Implementation of half-cycle trignometric functions

Sat Apr 29 20:13:01 UTC 2017

On Sat, 29 Apr 2017, Steve Kargl wrote:

> On Sat, Apr 29, 2017 at 08:19:23PM +1000, Bruce Evans wrote:
>. ...
>> Using the standard kernels is easy and works well:
>
> As your code only works on the interval [0,0.25], I took
> the liberty to use it as a __kernel_sinpi and __kernel_cospi.

You already wrote the reduction part, and lgamma already has it to.

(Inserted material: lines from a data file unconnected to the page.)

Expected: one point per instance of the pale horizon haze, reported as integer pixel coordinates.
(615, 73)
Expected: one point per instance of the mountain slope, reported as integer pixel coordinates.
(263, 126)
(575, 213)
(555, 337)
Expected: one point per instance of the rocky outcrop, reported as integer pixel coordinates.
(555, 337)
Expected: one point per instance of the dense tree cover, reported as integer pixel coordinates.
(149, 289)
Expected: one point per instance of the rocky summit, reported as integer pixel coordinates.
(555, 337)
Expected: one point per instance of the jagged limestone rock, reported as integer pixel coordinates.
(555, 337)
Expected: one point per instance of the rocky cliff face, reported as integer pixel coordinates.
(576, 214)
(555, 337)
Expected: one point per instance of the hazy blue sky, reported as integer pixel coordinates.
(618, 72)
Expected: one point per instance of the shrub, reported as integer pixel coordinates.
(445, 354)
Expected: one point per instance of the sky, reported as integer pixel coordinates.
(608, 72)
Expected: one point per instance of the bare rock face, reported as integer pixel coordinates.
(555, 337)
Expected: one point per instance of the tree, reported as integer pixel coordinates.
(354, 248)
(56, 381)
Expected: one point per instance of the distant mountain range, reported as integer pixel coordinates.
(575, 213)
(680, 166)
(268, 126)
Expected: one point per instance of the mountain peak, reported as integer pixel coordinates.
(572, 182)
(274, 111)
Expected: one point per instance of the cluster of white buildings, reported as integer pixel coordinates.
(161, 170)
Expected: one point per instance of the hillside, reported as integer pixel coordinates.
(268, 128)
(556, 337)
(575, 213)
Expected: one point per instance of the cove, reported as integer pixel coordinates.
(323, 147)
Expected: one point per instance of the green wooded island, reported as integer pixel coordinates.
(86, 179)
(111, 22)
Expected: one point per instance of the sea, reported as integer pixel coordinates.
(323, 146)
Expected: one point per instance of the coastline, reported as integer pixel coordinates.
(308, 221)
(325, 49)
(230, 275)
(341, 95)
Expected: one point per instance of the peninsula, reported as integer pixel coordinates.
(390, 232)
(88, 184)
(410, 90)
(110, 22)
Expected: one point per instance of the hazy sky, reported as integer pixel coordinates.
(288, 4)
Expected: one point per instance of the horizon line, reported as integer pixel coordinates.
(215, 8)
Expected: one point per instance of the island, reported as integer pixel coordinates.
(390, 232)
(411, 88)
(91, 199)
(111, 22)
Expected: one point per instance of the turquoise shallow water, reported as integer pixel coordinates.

I just checked lgamma.  Its reduction part is short (especially
after your improvements to it).  Then it is sloppy and doesn't
caclulate Pi*x in extra precision.  I think this is justified since
lgamma generally has errors much larger than 1 ulp.  it does some
micro-optimizations involving minus signs.  There is some danger that
with the kernels inline, the compiler will generate large inline
code for multiple copies whose difference is just the placement of
a single instruction to do the negation.  If this is an optimization,
then it is small.

>
>> XX double
>> XX cospi(double x)
>> XX {
>> XX 	double_t hi, lo;
>
> If sizeof(double_t) indicates what I think it means,
> This is slow on my Core2 duo (aka ia32 system).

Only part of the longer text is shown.